World’s top 20 economies not doing enough to fight climate change, says consortium of think tanks

Paris Agreement pledges to cut emissions need to be six times greater if global warming is to be kept below 2 degrees Celsius, says Climate Transparency

G20 countries are not doing enough to mitigate climate change and must work harder, climate experts urged in Beijing as leaders of the world’s 20 major economies gathered in Hangzhou.

The Group of 20 (G20) economies must ratchet up efforts to cut greenhouse gas emissions, shift away from investment in coal towards renewable energy and reduce fossil fuel subsidies.

Current pledges made by the 20 countries, which account for 75 per cent of global carbon emissions, fall far short of a target set by last year’s Paris Agreement to keep the rise in average global temperature “well below 2 degrees Celsius”, said a report by Climate Transparency, a consortium of think tanks.

Experts in the consortium also urged G20 leaders to use the international forum as a complementary platform to the 195-nation United Nations Framework Convention on Climate Change (UNFCCC), to lock in progress made at last year’s Paris conference.

“The G20 has proven that it can be nimble and take action on economic issues, so we’re looking to these countries to do the same for the climate,” said Alvaro Umana, the former environment and energy minister of Costa Rica who is co-chair of Climate Transparency.

As the host of the G20 gathering, China is trying to instil dynamism into the cause by ratifying the Paris Agreement just days before the summit.

It is also promoting green finance at the Hangzhou summit so that environmentally friendly projects have easier access funding through loans and bonds.

Gerd Leipold, a former executive director of Greenpeace International also with the climate consortium, said: “For the group of 20 countries, climate change is increasingly as much an economic issue as an environmental and ethical problem.”
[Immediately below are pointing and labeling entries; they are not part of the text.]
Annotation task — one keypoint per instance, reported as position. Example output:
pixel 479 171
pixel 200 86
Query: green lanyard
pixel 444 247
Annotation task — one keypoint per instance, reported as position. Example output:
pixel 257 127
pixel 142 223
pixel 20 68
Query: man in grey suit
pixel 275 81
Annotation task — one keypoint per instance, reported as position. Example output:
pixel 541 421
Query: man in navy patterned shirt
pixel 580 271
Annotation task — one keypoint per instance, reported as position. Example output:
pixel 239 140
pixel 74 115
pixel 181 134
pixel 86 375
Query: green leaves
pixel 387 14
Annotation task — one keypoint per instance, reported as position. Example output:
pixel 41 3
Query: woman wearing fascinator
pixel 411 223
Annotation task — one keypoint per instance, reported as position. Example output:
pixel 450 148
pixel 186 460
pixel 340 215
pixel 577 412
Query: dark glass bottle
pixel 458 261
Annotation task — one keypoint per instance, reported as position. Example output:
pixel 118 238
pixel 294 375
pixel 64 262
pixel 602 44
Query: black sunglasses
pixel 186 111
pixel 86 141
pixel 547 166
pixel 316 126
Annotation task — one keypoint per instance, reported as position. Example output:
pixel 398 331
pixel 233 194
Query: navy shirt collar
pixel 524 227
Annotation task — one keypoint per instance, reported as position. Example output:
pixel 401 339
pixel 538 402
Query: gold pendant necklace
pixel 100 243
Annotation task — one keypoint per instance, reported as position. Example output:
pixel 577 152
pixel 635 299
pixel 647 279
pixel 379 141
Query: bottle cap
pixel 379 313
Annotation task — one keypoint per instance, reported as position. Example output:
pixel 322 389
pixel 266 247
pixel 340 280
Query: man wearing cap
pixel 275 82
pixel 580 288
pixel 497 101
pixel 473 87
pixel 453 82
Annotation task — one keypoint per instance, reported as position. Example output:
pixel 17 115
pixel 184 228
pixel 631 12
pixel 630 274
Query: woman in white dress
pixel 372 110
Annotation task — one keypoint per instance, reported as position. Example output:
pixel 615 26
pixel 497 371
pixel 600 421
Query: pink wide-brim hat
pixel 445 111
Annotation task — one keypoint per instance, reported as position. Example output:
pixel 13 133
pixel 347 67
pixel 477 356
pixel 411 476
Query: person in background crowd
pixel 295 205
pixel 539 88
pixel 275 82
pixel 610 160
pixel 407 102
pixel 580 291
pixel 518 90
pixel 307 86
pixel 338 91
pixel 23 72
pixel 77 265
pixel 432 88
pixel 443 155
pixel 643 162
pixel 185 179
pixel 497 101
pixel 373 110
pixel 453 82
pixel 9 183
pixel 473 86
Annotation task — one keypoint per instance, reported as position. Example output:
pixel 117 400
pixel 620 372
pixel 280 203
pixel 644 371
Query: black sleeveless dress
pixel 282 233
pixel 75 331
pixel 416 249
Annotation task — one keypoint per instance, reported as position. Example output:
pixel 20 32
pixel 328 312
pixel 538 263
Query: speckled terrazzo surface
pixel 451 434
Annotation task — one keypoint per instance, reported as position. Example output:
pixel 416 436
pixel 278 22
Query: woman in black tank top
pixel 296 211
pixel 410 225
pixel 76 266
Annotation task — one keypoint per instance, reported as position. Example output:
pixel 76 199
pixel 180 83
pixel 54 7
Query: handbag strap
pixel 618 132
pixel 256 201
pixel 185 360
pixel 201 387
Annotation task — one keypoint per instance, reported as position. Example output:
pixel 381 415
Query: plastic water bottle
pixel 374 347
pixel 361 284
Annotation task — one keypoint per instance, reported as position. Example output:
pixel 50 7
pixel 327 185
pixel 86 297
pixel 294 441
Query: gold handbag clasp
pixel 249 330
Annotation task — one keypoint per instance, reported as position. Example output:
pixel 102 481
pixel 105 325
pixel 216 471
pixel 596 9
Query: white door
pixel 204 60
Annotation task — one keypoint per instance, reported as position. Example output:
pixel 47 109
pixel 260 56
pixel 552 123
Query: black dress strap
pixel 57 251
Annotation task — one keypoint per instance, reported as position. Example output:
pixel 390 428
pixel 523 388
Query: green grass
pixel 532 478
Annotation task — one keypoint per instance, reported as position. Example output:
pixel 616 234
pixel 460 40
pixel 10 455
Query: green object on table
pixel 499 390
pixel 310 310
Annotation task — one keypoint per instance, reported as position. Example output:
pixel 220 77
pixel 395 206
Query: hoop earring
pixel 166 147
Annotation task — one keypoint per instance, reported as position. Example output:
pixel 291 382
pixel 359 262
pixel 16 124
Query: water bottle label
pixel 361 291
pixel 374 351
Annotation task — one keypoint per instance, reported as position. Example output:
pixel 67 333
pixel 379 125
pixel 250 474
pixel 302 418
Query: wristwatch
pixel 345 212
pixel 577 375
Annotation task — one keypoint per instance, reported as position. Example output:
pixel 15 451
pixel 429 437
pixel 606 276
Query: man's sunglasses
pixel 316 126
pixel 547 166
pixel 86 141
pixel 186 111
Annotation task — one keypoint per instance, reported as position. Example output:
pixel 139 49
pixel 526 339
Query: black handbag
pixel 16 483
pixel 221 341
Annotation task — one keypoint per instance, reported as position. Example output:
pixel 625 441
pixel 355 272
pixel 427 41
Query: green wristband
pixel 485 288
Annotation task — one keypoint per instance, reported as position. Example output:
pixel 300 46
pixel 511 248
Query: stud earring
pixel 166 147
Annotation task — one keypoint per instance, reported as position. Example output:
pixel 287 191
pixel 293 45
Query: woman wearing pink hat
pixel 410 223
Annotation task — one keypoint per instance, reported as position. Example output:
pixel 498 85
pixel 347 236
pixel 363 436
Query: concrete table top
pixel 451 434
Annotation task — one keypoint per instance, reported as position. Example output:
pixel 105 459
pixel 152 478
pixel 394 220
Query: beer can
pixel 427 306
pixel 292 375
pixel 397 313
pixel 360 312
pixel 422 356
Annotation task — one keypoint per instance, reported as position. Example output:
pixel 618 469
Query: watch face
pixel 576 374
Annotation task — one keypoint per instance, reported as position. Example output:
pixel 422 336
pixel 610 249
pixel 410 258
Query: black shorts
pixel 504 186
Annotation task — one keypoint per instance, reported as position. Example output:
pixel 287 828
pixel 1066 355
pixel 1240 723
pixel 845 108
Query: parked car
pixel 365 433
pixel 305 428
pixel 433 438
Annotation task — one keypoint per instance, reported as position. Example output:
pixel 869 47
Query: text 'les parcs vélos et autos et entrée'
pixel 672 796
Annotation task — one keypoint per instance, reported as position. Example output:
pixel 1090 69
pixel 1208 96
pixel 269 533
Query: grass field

The political differences on climate change issues have also been greatly reduced compared with 2009, when emerging and industrialised nations disagreed widely on who should bear the brunt of emission reductions.

“Years ago, countries like China and India did not like climate change issues to be discussed outside the UN framework, but after the surprisingly good outcome from Paris, UNFCCC is very keen to broaden the venues for discussions to make the Paris Agreement a reality,” Leipold said.

Jiang Kejun, a senior researcher at the Energy Research Institute of the National Development and Reform Commission, said China should make good use of the G20 presidency to establish its leadership on climate change issues.

Unlike a few years ago, China is already gaining an upper hand at the international negotiations.

“Meanwhile, our research shows that the G20 will actually become beneficiaries of a quicker transition from a brown economy [referring to carbon-intensive growth] to a green one, by owning most of the green and low-carbon technology that is key to addressing global warming,” Jiang said.

According to Climate Transparency’s research, the 20 countries’ energy-related greenhouse gas emissions rose by 56 per cent between 1990 and 2013, although that growth has flatlined in the past two years, due in large part to China’s stalled growth in coal consumption.

The G20’s current commitments to the Paris Agreement will see the group shaving 15 per cent from their projected carbon emissions by 2030, which was “far from sufficient” to stop global temperatures rising by more than 2 degrees, Climate Transparency said.

The consortium calculated that the G20 emission cuts would need to be six times greater than their current pledges to achieve that goal.